Hi all,
I’ve set up a rancher cluster according to the High Availability (HA) Install. My rancher-cluster.yml
looks as such (substituted actual FQDN for example.com
):
nodes:
- address: rancher1.example.com
internal_address: 10.0.0.181
user: rancher
role: [controlplane,etcd,worker]
ssh_key_path: ~/.ssh/id_ed25519
- address: rancher2.example.com
internal_address: 10.0.0.182
user: rancher
role: [controlplane,etcd,worker]
ssh_key_path: ~/.ssh/id_ed25519
- address: rancher3.example.com
internal_address: 10.0.0.183
user: rancher
role: [controlplane,etcd,worker]
ssh_key_path: ~/.ssh/id_ed25519
services:
etcd:
snapshot: true
creation: 6h
The rke up --config ./rancher-cluster.yml
command finishes succesfully and kubectl get nodes
reports the following (again, substituted FQDN):
$ kubectl get nodes
NAME STATUS ROLES AGE VERSION
rancher1.example.com Ready controlplane,etcd,worker 1h v1.11.6
rancher2.example.com Ready controlplane,etcd,worker 1h v1.11.6
rancher3.example.com Ready controlplane,etcd,worker 1h v1.11.6
However, kubectl get pods --all-namespaces
reports that the nginx-ingress-controller
pods have status CrashLoopBackOff
$ kubectl get pods --all-namespaces
NAMESPACE NAME READY STATUS RESTARTS AGE
ingress-nginx default-http-backend-797c5bc547-hbnnt 1/1 Running 0 1h
ingress-nginx nginx-ingress-controller-7n5kn 0/1 CrashLoopBackOff 20 1h
ingress-nginx nginx-ingress-controller-jpzg7 0/1 CrashLoopBackOff 20 1h
ingress-nginx nginx-ingress-controller-wxtp2 0/1 CrashLoopBackOff 10 28m
kube-system canal-4fhwf 3/3 Running 0 1h
kube-system canal-8mgbp 3/3 Running 0 1h
kube-system canal-97j6n 3/3 Running 0 1h
kube-system kube-dns-7588d5b5f5-62lvd 3/3 Running 0 1h
kube-system kube-dns-autoscaler-5db9bbb766-xdd4v 1/1 Running 0 1h
kube-system metrics-server-97bc649d5-6pbfk 1/1 Running 0 1h
kube-system rke-ingress-controller-deploy-job-tn7ml 0/1 Completed 0 1h
kube-system rke-kubedns-addon-deploy-job-pt7r6 0/1 Completed 0 1h
kube-system rke-metrics-addon-deploy-job-whsq7 0/1 Completed 0 1h
kube-system rke-network-plugin-deploy-job-jnjsn 0/1 Completed 0 1h
Fetching the logs of one of these pods, shows the following:
$ kubectl -n ingress-nginx logs nginx-ingress-controller-wxtp2
-------------------------------------------------------------------------------
NGINX Ingress controller
Release: 0.16.2-rancher1
Build: d36d4cc
Repository: git@github.com:rancher/ingress-nginx.git
-------------------------------------------------------------------------------
F0201 12:08:23.061615 7 main.go:72] Port 80 is already in use. Please check the flag --http-port
Searches have yielded results that port 80 is already in use by a proxy container, but I haven’t found a way to modify the use of port 80 for the ingress controller deployment.

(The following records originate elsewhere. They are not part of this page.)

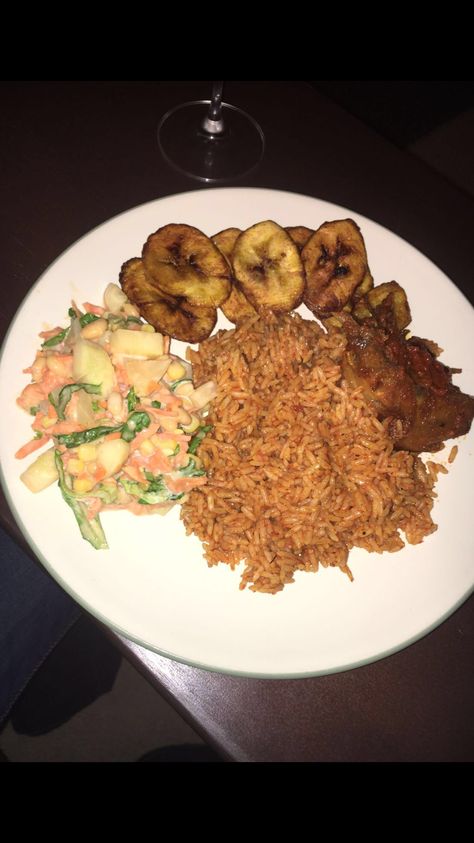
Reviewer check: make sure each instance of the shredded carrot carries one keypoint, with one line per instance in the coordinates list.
(31, 446)
(453, 453)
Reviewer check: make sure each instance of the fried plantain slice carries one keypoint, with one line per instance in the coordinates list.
(268, 267)
(236, 307)
(171, 315)
(183, 261)
(300, 234)
(335, 263)
(225, 241)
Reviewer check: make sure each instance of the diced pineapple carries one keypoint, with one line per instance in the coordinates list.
(87, 452)
(185, 388)
(136, 343)
(144, 375)
(75, 466)
(146, 448)
(112, 454)
(92, 364)
(176, 371)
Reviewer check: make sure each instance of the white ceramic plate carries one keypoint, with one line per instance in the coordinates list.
(153, 585)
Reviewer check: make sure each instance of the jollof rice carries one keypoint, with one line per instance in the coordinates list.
(300, 470)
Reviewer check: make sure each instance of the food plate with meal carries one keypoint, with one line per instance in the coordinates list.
(236, 428)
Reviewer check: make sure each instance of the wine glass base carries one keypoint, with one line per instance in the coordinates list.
(234, 153)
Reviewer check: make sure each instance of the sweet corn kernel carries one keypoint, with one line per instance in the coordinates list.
(193, 425)
(83, 484)
(175, 371)
(75, 466)
(169, 424)
(87, 452)
(147, 448)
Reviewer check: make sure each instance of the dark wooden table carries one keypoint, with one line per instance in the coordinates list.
(76, 154)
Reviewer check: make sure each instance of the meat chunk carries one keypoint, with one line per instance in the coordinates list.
(405, 382)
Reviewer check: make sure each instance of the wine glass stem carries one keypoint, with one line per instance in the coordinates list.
(213, 123)
(215, 107)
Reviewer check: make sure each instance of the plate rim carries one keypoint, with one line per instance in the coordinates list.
(84, 603)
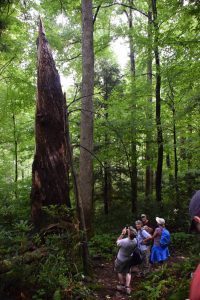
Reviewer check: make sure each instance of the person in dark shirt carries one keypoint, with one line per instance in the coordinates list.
(194, 210)
(146, 224)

Extra host(s) information:
RAM: 16GB
CPU: 4
OS: Debian 9
Does anyone have a solution or pointer as to how to resolve this CrashLoopBackOff? Thanks in advance.
EDIT:
Extra information:
Searching GitHub leads to this report
Resolving this issue:
Patch the daemonset to run as user 0 (root) instead of 33 (www-data)
kubectl patch ds nginx-ingress-controller -n ingress-nginx -p '{"spec":{"template":{"spec":{"containers":[{"name":"nginx-ingress-controller","securityContext":{"runAsUser":0}}]}}}}'
Delete all pods in the ingress-nginx
namespace (so they will get respawned properly)
kubectl delete pods -n ingress-nginx --all